Despite this, Israel and the United States operate as two of the few states allowed to wage what can only be described as preventative devastation, preventative genocide and the preventative slaughter of children to ensure they never grow up to resist.

In a recent video address, Trump told Iranians: “Bombs will be dropping everywhere. When we are finished, take over your government.”

'Lay down your weapons': Trump warns Iran's armed forces as US launches military operation
'Lay down your weapons': Trump warns Iran's armed forces as US launches military operation

Trump, Netanyahu and much of the Western political class recognise that dismantling the Islamic Republic would require direct military occupation and will produce a large influx of refugees.

They also know the government in Tehran will deploy every mechanism available to retain power, potentially unleashing internal bloodshed far exceeding previous uprisings. They simply do not care.

For Tehran, fighting back becomes the only avenue to puncture the myth of American invincibility and to threaten the Zionist colony in Palestine. Submission invites collapse, while resistance risks catastrophe.

Meanwhile, parts of the Iranian diaspora echo the same naivety that gripped exiled Iraqis in 2003.

Then, too, prominent figures living comfortably in Washington and London assured western policymakers that invasion would be swift, welcomed and transformative.

They promised that American tanks would be greeted with flowers, that state institutions would remain intact, and that a grateful population would quickly assemble a democratic order from the ruins of dictatorship.

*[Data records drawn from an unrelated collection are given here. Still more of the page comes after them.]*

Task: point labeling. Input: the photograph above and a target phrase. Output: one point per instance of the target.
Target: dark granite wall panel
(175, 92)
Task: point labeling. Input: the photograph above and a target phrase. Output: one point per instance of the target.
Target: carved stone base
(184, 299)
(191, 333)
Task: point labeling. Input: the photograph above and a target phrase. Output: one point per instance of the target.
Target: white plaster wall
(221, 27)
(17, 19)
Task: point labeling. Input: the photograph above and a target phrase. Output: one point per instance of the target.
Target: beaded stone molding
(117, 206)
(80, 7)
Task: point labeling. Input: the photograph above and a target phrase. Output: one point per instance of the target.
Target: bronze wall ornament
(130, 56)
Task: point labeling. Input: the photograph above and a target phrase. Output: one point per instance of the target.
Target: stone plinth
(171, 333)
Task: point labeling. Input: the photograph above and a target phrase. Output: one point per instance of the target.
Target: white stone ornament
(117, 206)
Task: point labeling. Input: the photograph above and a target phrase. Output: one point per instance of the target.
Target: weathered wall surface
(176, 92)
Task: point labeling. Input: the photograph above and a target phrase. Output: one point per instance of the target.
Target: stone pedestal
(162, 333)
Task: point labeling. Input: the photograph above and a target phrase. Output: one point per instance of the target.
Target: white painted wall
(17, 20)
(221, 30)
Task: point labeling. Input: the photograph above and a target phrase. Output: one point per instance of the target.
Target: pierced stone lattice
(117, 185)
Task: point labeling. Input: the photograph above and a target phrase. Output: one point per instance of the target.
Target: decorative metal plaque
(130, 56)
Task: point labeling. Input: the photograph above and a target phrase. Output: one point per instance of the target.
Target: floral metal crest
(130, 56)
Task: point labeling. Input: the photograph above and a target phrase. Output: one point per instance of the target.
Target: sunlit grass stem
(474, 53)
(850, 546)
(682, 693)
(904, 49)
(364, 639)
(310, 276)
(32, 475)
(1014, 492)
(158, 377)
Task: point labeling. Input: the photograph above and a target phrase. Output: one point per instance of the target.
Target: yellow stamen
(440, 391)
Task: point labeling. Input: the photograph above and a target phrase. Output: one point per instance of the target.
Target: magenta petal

In the years that followed, Iraq descended into insurgency, sectarian bloodshed and institutional collapse. Hundreds of thousands were killed. Millions were displaced. The state fractured, and the region absorbed the shockwaves for a generation. Many of the exiles who had advocated intervention were insulated from the violence they had helped legitimise.

The belief that foreign bombardment can midwife democracy rests on hope detached from precedent.

This is unequivocally Iran’s 2003 moment.

Like Bush, Trump manufactured a crisis founded on falsehood. And like Bush, he let Netanyahu and Israel lead him into further bloodshed.

Those still trying to salvage diplomacy have been left pleading from the margins. In a statement on X, the Omani foreign minister said:

“I am dismayed. Active and serious negotiations have yet again been undermined. Neither the interests of the United States nor the cause of global peace are well served by this. And I pray for the innocents who will suffer. I urge the United States not to get sucked in further. This is not your war.”